Таггерт резко повернулся, удивленный неожиданно жестким тоном Эдди:
– В чем дело?
– Ты знаешь. Твоя сестра сказала…
– К черту мою сестру! – воскликнул Джеймс Таггерт.
Эдди Уиллерс не шевельнулся. И не ответил. Он стоял и смотрел прямо перед собой, не видя никого в этом кабинете, не замечая более Джеймса Таггерта.
Спустя мгновение он поклонился и вышел.
Сотрудники «Таггерт Трансконтинентал» уже выключали лампы, собираясь отправляться по домам после завершения рабочего дня. Только Поп Харпер, старший клерк, еще сидел за столом, вертя рычажки полуразобранной пишущей машинки. По общему мнению сотрудников компании, Поп Харпер родился в этом уголке кабинета, за этим самым столом, и не намеревается покидать его. Он был главным клерком еще у отца Джеймса Таггерта.

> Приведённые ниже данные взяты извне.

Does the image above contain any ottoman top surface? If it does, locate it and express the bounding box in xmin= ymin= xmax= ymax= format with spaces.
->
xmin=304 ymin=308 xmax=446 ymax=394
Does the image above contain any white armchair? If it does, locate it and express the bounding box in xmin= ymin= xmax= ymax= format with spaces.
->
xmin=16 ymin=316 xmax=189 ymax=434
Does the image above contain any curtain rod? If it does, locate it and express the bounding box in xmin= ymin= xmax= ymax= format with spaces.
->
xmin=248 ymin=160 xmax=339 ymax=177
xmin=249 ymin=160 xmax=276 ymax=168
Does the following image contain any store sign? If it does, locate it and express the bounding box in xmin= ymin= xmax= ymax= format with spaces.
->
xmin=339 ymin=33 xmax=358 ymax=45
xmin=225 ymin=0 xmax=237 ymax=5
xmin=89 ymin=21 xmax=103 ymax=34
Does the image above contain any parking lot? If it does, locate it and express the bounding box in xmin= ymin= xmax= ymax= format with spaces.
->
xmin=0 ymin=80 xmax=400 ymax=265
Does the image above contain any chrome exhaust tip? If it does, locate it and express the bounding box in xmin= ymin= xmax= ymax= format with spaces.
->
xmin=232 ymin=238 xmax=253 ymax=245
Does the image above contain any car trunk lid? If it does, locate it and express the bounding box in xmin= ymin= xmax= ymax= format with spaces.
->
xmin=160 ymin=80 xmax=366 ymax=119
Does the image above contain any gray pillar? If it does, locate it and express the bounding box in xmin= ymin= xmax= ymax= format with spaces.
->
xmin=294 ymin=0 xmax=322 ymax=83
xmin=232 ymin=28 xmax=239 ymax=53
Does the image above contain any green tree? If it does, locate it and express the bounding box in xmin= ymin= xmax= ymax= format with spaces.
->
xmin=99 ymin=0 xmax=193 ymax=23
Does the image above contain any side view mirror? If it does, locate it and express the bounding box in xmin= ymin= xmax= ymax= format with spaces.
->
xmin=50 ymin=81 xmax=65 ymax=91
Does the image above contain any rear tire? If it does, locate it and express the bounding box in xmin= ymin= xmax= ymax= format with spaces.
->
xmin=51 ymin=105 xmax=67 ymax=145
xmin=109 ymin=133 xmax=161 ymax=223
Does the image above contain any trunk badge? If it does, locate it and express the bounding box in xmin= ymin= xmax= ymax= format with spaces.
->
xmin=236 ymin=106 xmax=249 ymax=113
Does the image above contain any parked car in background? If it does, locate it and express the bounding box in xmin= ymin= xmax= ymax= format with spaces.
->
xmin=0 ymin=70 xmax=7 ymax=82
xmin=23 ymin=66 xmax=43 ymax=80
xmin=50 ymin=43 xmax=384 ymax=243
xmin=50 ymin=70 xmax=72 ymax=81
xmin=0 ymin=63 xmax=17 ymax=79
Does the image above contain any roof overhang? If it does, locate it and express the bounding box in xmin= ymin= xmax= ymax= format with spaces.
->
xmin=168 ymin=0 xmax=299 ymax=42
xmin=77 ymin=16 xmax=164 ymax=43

Поп Харпер поднял глаза от машинки и посмотрел на Эдди Уиллерса, вышедшего из кабинета президента. Мудрый и неторопливый взгляд будто намекал, что ему известно: визит Эдди в эту часть здания означал неприятности на одной из веток, равно как и то, что визит этот оказался бесплодным. Но Попу Харперу все вышеперечисленное было совершенно безразлично. То же самое циничное безразличие Эдди Уиллерс видел и в глазах бродяги на уличном перекрестке.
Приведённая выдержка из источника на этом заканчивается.